Een methode voor opmaak kiezen De beste opmaakmethode is afhankelijk van hoe het uiteindelijke document er uit zou moeten zien en welke soort informatie in het document zal staan. Hier zijn een paar voorbeelden. Maak u geen zorgen als dit alles u op dit moment nog niets zegt. De vermelde technieken worden allemaal in dit hoofdstuk beschreven. Voor een boek zoals deze handleiding, met één tekstkolom, wat illustraties zonder tekst ernaast, en wat illustraties met een korte beschrijvende tekst, kunt u paginaopmaakprofielen gebruiken voor de basisopmaak en tabellen gebruiken om, waar nodig, illustraties naast beschrijvende tekst te plaatsen.
Een methode voor opmaak kiezen
7
Gebruik pagina-opmaakprofielen (met twee kolommen) voor een index of een ander document met twee kolommen tekst, waar de tekst doorloopt van de linkerkolom naar de rechterkolom en dan verder naar de volgende pagina, allemaal achter elkaar (ook wel bekend als slangenkolommen van tekst). Als de titel van het document (op de eerste pagina) de volledige paginabreedte nodig heeft, zet deze dan in een sectie met slechts één kolom.

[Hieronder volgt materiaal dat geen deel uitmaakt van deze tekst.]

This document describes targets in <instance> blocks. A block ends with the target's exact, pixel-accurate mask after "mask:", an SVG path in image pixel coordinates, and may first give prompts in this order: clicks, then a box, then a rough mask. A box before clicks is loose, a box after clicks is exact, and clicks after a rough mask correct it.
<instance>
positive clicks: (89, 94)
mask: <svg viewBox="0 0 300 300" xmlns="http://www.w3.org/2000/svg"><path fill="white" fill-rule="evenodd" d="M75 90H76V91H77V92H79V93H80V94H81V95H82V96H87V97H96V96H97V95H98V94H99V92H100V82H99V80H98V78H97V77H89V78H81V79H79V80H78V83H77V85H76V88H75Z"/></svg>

Voor een nieuwsbrief met een ingewikkelde opmaak, met twee of drie kolommen op één pagina en artikelen die doorlopen van de ene naar de andere kolom, gebruikt u bij voorkeur pagina-opmaakprofielen voor basisopmaak. Plaats de artikelen in gekoppelde kaders en veranker de afbeeldingen ten opzichte van de pagina.
Voor een document met termen en vertalingen die naast elkaar moeten staan, in wat lijkt op kolommen, gebruikt u een tabel om de items bij elkaar te houden en zo kunt u in beide 'kolommen' typen.
Basis opmaak voor pagina's instellen met behulp van opmaakprofielen In Writer bepalen pagina-opmaakprofielen de basisopmaak van alle pagina's, inclusief paginagrootte, marges, de plaatsing van kop- en voetteksten, randen en achtergronden, aantal kolommen, enzovoort. 8
Pagina's opmaken
Writer bevat verscheidene pagina-opmaakprofielen, waarmee u kunt bouwen of die u kunt aanpassen, maar u kunt ook nieuwe (aangepaste) pagina-opmaakprofielen maken. U kunt één of meerdere pagina-opmaakprofielen in één document hebben.
Opmerking
Alle pagina's in een Writer-document zijn gebaseerd op opmaakprofielen. Als u geen pagina-opmaakprofiel specificeert, gebruikt Writer het paginaopmaakprofiel Standaard.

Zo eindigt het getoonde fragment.